Generates Trendanalysis plots using ChronQC for standard diagnostic techniques. See https://chronqc.readthedocs.io/en/latest/ for more information on ChronQC. For Debugging tips: see the end of this document, the first parts explains how the trendanalysis works.
Run by the umcg-gd-ateambot, not the dm user. The ateambot user can access also the umcg-gap group
On PRM/DAT the different kind of QC data are stored.
umcg-gd
- NGS projects /groups/umcg-gd/${PRM}/projects/
- Exoom
- Targeted
- sequence runs (inhouse rawdata) /groups/umcg-gd/${PRM}/rawdata/ngs/
- DRAGEN (NGS projects sequenced by genomescan) /groups/umcg-gd/${PRM}/projects/
- Exoom
- WGS
- sWGS
- RNA projects (sequenced by genomescan, project data generated inhouse) /groups/umcg-gd/${PRM}/projects/
- DARWIN (Lab related QC values) /groups/umcg-gd/dat06/trendanalysis/
- Array (this will be changed into the open array early 2025)
- DNA concentrations
- NGS lab values
umcg-gap
- openarray /groups/umcg-gap/${DAT}/openarray/
umcg-ogm
- Optical Genome Mapping /groups/umcg-ogm/prm67/.....

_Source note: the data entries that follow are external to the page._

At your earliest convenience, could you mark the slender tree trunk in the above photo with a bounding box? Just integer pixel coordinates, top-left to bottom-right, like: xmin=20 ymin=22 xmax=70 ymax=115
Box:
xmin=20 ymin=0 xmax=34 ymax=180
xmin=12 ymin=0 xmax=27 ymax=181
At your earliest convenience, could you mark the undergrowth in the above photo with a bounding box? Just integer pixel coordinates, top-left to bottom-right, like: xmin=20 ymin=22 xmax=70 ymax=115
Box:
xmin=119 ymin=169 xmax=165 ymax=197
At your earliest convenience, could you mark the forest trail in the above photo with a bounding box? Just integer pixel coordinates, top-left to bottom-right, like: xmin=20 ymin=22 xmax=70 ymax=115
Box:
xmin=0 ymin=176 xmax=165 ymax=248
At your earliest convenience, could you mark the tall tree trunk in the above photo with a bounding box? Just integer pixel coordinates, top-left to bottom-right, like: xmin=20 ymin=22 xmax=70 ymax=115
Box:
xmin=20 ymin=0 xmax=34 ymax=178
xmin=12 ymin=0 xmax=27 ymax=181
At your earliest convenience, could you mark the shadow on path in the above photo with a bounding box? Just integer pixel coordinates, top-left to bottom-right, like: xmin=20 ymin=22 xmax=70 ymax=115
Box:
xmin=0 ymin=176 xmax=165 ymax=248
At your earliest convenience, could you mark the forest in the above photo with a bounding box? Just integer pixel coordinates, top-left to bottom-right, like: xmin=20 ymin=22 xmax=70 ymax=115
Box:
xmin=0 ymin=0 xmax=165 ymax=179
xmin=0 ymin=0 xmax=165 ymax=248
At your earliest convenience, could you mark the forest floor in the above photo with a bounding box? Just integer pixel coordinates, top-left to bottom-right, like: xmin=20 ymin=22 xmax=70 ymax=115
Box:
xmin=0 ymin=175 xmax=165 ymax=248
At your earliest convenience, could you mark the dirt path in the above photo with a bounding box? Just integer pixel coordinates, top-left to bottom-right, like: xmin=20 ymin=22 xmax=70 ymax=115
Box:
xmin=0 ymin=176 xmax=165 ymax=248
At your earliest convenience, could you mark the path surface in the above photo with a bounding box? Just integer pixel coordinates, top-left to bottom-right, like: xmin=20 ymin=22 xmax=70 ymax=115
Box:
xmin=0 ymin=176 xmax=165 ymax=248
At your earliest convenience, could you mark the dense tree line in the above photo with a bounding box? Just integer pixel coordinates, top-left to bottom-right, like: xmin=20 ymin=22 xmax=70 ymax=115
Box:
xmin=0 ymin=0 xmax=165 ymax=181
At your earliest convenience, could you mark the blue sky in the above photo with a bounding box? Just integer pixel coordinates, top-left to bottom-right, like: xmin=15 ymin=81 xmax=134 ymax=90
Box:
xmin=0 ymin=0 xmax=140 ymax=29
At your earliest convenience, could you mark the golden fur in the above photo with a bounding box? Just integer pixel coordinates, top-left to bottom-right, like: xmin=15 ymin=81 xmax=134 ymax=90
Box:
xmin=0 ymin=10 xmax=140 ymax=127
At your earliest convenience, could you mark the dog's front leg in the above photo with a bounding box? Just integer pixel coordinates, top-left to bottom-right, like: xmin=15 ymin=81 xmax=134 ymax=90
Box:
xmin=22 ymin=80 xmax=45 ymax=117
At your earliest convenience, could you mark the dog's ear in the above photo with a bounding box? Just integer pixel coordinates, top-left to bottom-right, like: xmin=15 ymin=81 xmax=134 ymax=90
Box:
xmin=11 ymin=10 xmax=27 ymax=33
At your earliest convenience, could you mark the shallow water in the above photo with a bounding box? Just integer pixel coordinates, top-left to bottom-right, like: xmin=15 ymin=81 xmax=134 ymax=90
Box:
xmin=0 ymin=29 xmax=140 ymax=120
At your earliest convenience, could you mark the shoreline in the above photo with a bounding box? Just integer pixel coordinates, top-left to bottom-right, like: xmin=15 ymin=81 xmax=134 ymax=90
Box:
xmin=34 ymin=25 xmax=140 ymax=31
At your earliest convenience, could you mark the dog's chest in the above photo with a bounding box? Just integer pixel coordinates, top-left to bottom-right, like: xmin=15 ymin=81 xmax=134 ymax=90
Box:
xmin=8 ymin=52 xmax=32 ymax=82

The copyQCDataToTmp.sh run by the umcg-gd-ateambot user, checks every PRM (PRM05, PRM06 and PRM07), and copies the QC data to TMP.
If the script runs on PRM06, the data will be copied to TMP06. Each data type will end-up on TMP in their own data folder.
/groups/${GROUP}/${TMP}/trendanalysis/${dataType}
On the DAT0(5,6,7) in the logs/trendanalysis folder, for each data type a file will be touched, for instance for rawdata: groups/${group}/${DAT}/logs/trendanalysis/${PRM}.copyQCDataToTmp.rawdata.
If copyQCDataToTmp.sh runs on cf-chaperone, then the log files will be in dat06. For each ${PRM} there will be a log file, so you will get 3 ${PRM}.copyQCDataToTmp.rawdata file for prm05, prm06 and prm07.
In this file, there is a line with ${rawdata}_copyQCDataToTmp_finished, so the QC data will only be copied to TMP once.
If you would like to copy the QC data again to TMP, just remove whole file: ${PRM}.copyQCDataToTmp.rawdata, or just the line with your dataset of intrest.
Run by the umcg-gd-ateambot on TMP trendAnalyse.sh will process each datatype to make it fit for the SQLite database. /groups/${GROUP}/${TMP}/trendanalysis/${dataType}
Basically you need a runDateInfo file and a table file.
The runDateInfo.csv file contains a table with the sample name, project and date, and is comma separated.
The table.csv file will contain the sample name and the QC data separated by tab.
Using ChronQC in the script trendAnalyse.sh, the database will be filled with all the different datatypes, or it will add new projects to an existing database.
The database is in /groups/${GROUP}/${TMP}/trendanalysis/database/chronqc_db/chronqc.stats.sqlite.
There is 1 database for all data types. Each datatype has it's own table.
You can check the database using SQLite
ml SQLite
sqlite3 /groups/${GROUP}/${TMP}/trendanalysis/database/chronqc_db/chronqc.stats.sqlite
.table (see which tables are in the database)
select * from ${table}; (see what kind of data is in the table)
.exit (to exit sqlite)When a project or other type of run is added to the database, a line is added to a log file containing the project or data type.
These log files are in /groups/umcg-gd/${TMP}/logs/trendanalysis/.
If you want to generate the database again, remove the database and the log files. Run trendAnalyse.sh again, all datatypes are added which are on ${TMP}.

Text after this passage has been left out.